This morning I started a 22-day pushup challenge to help raise awareness about the suicide rate among veterans (supposedly 22 former servicemembers kill themselves every day).  I recorded myself doing the pushups on Facebook Live, and one of the comments left under my video really got me thinking about life and leadership.

The comment was from a friend from church, who said, “Those were some really well executed pushups!”  Immediately I thought, Yeah, but it was a major struggle just to get through them all!

The more I thought about it the more I realized that good execution will always be a struggle, at least at first.

Think about it.  We’ve all seen people doing “pushups” that really look more like head-bobs.  Instead of moving their arms and working their chest muscles, these bobbers just move their heads up and down as they count, and while those “pushups” are much easier to do than those done in good form, they’re not nearly as beneficial.

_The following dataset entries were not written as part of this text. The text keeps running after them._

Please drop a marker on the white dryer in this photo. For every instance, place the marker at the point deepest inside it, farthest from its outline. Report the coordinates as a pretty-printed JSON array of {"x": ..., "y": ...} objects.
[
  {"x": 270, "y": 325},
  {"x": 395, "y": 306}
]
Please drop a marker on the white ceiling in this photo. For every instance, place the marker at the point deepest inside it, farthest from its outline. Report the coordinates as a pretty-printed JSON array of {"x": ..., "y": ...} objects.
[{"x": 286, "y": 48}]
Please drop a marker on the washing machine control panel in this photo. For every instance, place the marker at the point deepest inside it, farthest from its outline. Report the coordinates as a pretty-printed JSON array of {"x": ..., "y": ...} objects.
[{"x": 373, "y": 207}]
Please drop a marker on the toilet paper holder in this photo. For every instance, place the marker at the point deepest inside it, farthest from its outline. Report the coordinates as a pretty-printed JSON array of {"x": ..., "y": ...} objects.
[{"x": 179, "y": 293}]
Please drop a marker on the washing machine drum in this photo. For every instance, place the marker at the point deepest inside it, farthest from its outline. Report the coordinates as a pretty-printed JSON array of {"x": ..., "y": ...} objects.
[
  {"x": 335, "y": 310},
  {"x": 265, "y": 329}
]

But if you consistently push through the pain in order to do well-executed pushups (even if you do fewer of them), your muscles will eventually grow, allowing you to do more pushups more easily.  High-level execution practiced consistently will, over time, enable you to do more than you may have ever thought possible.

As a youth pastor I recently organized a big Christmas party for the students at my church.  I put a ton of effort, more than normal, into planning games, preparing a sermon, organizing the evening’s agenda, mobilizing volunteers, promoting the event, and executing all that we had put together.  And you know what?  I was exhausted afterward, but the party absolutely rocked.

I need to continue to execute at this high level, not only in the area of ministry, but also in my relationships, my writing, and my spiritual disciplines, because the prize that follows good execution is worth the pain.